Нора пристально посмотрела в глаза Пети и сказала, что она согласна с ним. Дело тут, конечно, не в этой девушке, а в том, что мы, люди, вправе претендовать на сложные чувства. Она задумалась, потом заметила, что в данную минуту более точно выразиться не может, и добавила: «С каждым из нас может стрястись беда, большая или маленькая, и каково бы нам было, если бы в такой момент наш спутник жизни отвернулся от нас?» Альт Норы (кажется, так называют этот бархатный голос, правда, он у нее немного хрипловатый — не столько от курения, сколько от того, что она никогда не делает нормального вдоха, когда говорит) всегда водворяет тишину. Красивых женщин, если к тому же они и умны, неизменно окружает ореол уважения. Но на сей раз Кирай не стал сдерживать свой пыл. А может, он именно хотел подчеркнуть родство их душ, свою симпатию к ней (он даже не старался отвести взгляда от Норы) тем, что пренебрег неписаными законами насчет привилегий красивых женщин. Во всяком случае, он перебил ее. «В жизни бывают не только несчастья и крайности», — сказал он. «Вот именно! — невозмутимо продолжала Нора. — Утверждают, что самый главный враг чувств — привычка, скука серых будней. То и дело приходится слышать: они надоели друг другу. Этого никоим образом нельзя допускать».

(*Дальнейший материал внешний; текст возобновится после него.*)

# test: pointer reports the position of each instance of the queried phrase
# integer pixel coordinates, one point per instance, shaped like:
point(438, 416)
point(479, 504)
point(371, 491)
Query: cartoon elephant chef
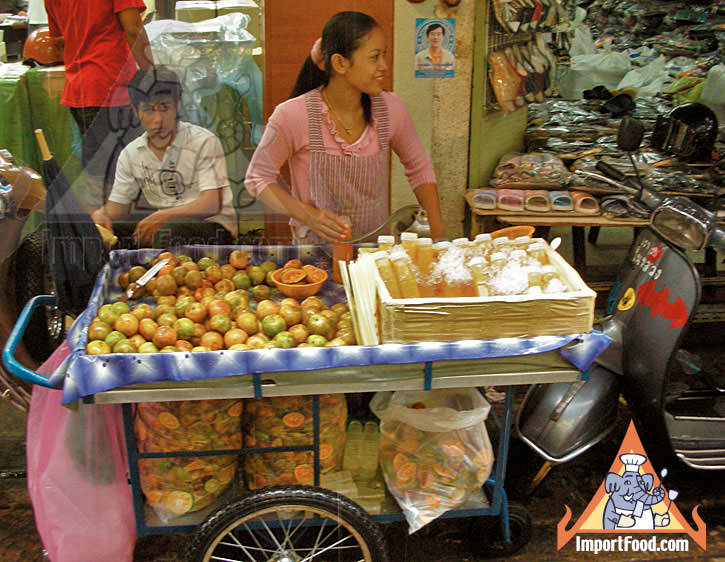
point(629, 505)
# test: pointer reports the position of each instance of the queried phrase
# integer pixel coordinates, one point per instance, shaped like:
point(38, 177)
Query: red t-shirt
point(98, 60)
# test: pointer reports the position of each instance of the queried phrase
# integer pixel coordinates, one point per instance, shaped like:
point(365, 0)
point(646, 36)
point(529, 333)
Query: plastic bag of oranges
point(287, 421)
point(434, 449)
point(174, 486)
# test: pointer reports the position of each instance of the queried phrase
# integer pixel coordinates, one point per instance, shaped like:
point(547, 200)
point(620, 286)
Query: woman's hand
point(327, 225)
point(100, 217)
point(147, 228)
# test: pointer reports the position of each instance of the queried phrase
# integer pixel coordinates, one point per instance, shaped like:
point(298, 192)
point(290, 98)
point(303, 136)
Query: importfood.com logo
point(631, 501)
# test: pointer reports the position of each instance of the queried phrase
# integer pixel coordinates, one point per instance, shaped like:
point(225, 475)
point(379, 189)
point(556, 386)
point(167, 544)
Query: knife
point(145, 278)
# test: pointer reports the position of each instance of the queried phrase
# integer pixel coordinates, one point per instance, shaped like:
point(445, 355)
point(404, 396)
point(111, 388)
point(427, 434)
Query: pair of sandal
point(535, 200)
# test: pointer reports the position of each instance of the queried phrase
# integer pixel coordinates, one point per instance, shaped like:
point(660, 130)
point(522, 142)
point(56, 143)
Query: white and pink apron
point(350, 186)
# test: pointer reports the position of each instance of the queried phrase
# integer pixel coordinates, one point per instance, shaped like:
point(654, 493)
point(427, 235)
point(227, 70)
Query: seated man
point(178, 167)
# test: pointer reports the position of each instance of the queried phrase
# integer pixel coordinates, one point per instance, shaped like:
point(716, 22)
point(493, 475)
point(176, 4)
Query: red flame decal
point(654, 253)
point(659, 303)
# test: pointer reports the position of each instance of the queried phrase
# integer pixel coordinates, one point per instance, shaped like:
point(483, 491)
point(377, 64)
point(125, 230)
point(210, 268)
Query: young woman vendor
point(336, 132)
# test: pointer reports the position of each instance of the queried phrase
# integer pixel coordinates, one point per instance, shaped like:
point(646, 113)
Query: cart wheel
point(276, 524)
point(486, 536)
point(46, 329)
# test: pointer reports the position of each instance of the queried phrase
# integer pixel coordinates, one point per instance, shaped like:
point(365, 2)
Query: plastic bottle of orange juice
point(483, 243)
point(408, 240)
point(387, 274)
point(424, 264)
point(537, 251)
point(481, 278)
point(342, 251)
point(404, 274)
point(386, 242)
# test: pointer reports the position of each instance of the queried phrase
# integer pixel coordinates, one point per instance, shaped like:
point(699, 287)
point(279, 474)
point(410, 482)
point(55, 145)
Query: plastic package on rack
point(529, 170)
point(221, 82)
point(174, 486)
point(434, 449)
point(287, 421)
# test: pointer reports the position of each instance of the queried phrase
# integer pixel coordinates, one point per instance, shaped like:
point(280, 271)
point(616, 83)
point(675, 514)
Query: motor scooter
point(651, 305)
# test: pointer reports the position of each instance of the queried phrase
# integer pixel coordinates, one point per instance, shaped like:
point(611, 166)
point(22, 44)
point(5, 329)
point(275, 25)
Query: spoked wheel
point(46, 329)
point(289, 524)
point(486, 535)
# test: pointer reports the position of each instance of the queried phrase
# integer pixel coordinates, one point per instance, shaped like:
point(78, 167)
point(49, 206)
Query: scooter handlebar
point(717, 239)
point(12, 364)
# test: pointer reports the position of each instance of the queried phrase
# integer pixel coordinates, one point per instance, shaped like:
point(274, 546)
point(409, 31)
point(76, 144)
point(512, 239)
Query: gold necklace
point(335, 115)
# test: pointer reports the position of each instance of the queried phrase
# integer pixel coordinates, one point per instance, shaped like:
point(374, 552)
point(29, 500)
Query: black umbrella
point(76, 250)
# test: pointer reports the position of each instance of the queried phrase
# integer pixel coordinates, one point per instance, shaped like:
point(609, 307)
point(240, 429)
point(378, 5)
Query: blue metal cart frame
point(546, 367)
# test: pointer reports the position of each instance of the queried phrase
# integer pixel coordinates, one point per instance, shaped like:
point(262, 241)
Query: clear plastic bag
point(77, 477)
point(530, 170)
point(434, 449)
point(287, 421)
point(177, 485)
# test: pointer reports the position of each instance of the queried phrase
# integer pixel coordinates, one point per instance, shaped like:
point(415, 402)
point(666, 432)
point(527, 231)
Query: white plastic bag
point(606, 67)
point(434, 449)
point(713, 92)
point(582, 43)
point(648, 80)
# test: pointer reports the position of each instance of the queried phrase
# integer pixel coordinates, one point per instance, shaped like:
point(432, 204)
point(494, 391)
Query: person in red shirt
point(103, 42)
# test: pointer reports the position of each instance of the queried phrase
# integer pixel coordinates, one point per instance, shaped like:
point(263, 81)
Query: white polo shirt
point(193, 162)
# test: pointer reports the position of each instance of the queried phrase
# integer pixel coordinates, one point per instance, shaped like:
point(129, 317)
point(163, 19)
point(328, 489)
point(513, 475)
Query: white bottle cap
point(518, 255)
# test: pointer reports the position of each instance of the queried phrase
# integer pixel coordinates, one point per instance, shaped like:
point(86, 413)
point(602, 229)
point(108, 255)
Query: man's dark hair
point(433, 27)
point(154, 82)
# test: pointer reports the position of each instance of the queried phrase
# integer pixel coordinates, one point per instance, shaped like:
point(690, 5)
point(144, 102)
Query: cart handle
point(12, 364)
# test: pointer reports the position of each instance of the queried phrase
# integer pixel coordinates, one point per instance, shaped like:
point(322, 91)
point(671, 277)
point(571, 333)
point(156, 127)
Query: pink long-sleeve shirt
point(286, 138)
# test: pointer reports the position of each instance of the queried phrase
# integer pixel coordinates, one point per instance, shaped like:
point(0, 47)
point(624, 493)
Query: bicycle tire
point(231, 521)
point(486, 536)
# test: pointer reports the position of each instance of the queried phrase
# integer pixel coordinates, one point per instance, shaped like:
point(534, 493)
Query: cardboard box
point(483, 318)
point(195, 10)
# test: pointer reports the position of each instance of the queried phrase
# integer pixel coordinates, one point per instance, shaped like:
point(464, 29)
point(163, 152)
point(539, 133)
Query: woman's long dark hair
point(342, 34)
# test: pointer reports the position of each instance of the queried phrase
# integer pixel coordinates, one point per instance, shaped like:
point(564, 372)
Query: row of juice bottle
point(482, 267)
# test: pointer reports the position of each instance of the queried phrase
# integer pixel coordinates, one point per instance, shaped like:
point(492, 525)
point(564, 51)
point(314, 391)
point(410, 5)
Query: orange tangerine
point(304, 474)
point(169, 420)
point(325, 451)
point(406, 472)
point(290, 275)
point(399, 460)
point(293, 419)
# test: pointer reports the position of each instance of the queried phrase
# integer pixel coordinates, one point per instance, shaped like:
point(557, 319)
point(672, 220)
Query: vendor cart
point(274, 523)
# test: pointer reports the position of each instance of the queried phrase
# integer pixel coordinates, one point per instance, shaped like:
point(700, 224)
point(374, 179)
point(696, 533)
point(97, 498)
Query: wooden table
point(478, 220)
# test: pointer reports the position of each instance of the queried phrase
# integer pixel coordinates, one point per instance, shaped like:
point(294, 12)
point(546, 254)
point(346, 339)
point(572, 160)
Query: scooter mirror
point(629, 135)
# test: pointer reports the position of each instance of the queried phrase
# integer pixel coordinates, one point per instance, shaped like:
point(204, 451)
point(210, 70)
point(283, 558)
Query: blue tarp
point(85, 375)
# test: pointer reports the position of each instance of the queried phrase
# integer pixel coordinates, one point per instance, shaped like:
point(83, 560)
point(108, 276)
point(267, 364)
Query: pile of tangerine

Нора закончила свою мысль, но Кирай, прежде чем начать говорить, взглядом как бы попросил у нее разрешения, и я заметил, Нора тоже одними глазами, не без легкой иронии и вместе с тем любезно уступила ему слово. Только после этого он признался, что пришел точно к такому же выводу. Он, конечно, рассказал об исключительном случае, но если хорошенько поразмыслить, крайности всегда резче оттеняют суть явлений. Исключительность этого случая, сказал он, не означает, что типичные случаи не бывают частными, и привел слова Толстого о том, что все счастливые семьи похожи друг на друга, каждая несчастливая семья несчастлива по-своему. В этом смысле любой случай является частным и, очевидно, каждому можно найти объяснение. Он не настаивает на том, чтобы несчастливые по какому-то высшему нравственному долгу до конца жизни не разрывали супружеских уз. Это, по его мнению, как раз было бы безнравственно. Вопрос в том, почему эти люди несчастливы, более того — он наконец так сформулировал вопрос: действительно ли они несчастливы?